As a thymus-derived peptide bioregulator, vilon may theoretically affect immune cell differentiation and function. Whether this could lead to immune activation, suppression, or dysregulation in humans is unknown.
As a dipeptide of lysine and glutamic acid, vilon would release these constituent amino acids upon degradation. At typical research doses, the amino acid load would be negligible compared to dietary intake and unlikely to cause adverse effects.
⛔Contraindications
- •No formal contraindications have been established because no human clinical trials have been conducted.

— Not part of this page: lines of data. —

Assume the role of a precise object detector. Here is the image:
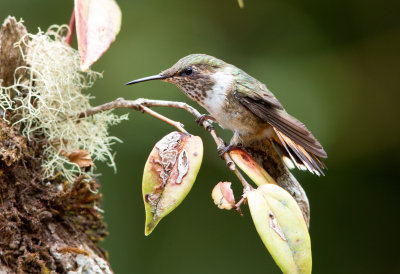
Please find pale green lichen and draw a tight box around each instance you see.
[0,26,127,182]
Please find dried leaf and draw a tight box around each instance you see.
[75,0,121,71]
[211,182,235,210]
[229,148,276,186]
[61,149,94,167]
[247,184,312,273]
[142,132,203,235]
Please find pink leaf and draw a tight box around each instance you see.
[75,0,121,71]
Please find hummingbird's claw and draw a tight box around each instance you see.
[196,114,216,126]
[217,144,236,158]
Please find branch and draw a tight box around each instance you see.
[78,98,253,196]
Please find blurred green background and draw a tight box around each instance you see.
[0,0,400,274]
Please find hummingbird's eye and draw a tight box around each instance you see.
[181,67,193,76]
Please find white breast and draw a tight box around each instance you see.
[204,67,233,116]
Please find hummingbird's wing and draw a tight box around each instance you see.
[234,79,327,174]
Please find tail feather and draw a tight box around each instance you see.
[273,127,326,175]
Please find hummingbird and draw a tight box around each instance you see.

Individuals with autoimmune conditions should exercise particular caution given vilon's proposed immunomodulatory effects.

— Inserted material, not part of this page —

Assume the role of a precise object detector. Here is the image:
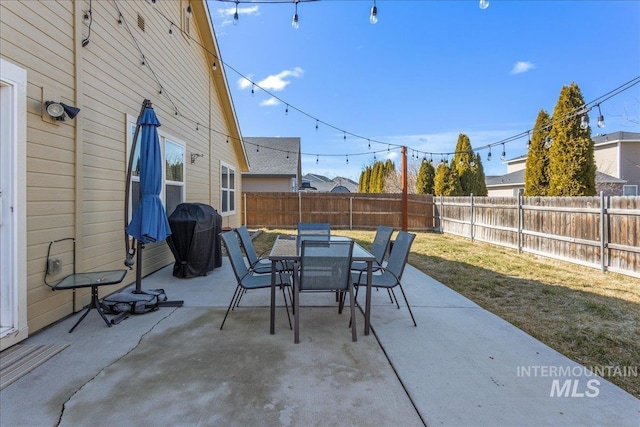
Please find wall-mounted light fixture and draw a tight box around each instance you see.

- •Pregnant or breastfeeding women should avoid vilon as no reproductive toxicology studies meeting Western regulatory standards have been published.
- •Individuals on immunosuppressive therapy should avoid vilon due to the theoretical risk of immune modulation interfering with their treatment.
⚠️Drug Interactions
- •No drug interactions have been characterized because no human pharmacokinetic or pharmacodynamic studies have been conducted.
- •Theoretical interaction with immunosuppressive medications (e.g., cyclosporine, tacrolimus, mycophenolate) based on vilon's proposed immunomodulatory mechanism.
- •Theoretical interaction with immunostimulatory agents or vaccines, as vilon may alter immune cell differentiation patterns.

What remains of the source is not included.